Men have a midlife crisis and buy a swanky car. Women uproot their lives.
Turning forty has a uniquely terrifying hit for women: hormones are blowing up for the second time in our lives.
Was this the inspiration for me to rewrite my life? Or was the urge to write brewing deep inside, waiting for the forty catalyst to set fire.
Thinking back at early twenties me, she should have started writing. Fresh out of college, she was struggling in an over-saturated market. Who knew teaching would leave her starving? I wish she had sat down to write. Write herself out of an abusive relationship. Write herself out of the depression that trapped her in place. But she was too afraid.

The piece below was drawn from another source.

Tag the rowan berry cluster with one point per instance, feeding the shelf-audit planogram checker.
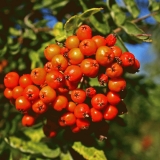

Early thirties me, still hadn’t figured it out. Now a military wife, her career was now bouncing between schools as they bounced around the country. If she had written, would she have found some calm before she entered her next chapter, motherhood. Would she have taken that step with more confidence, not dissolving completely into the role?
Now, early-forties me is writing for them and every other complex version of myself. Some days the work feels insurmountable. It will never be good enough. I wonder if I can ever make it as good as it deserves to be. To be the book that someone will love.
But the secret sauce of forty is knowing the payoff isn’t just the potential royalties cheque. It’s for the first time in forty years I’m listening to myself and trusting my instincts.
I may be starting out late, but I have a lot more complex things to say than my twenty-year-old self. Plus, let’s face it, who doesn’t love a daring second act.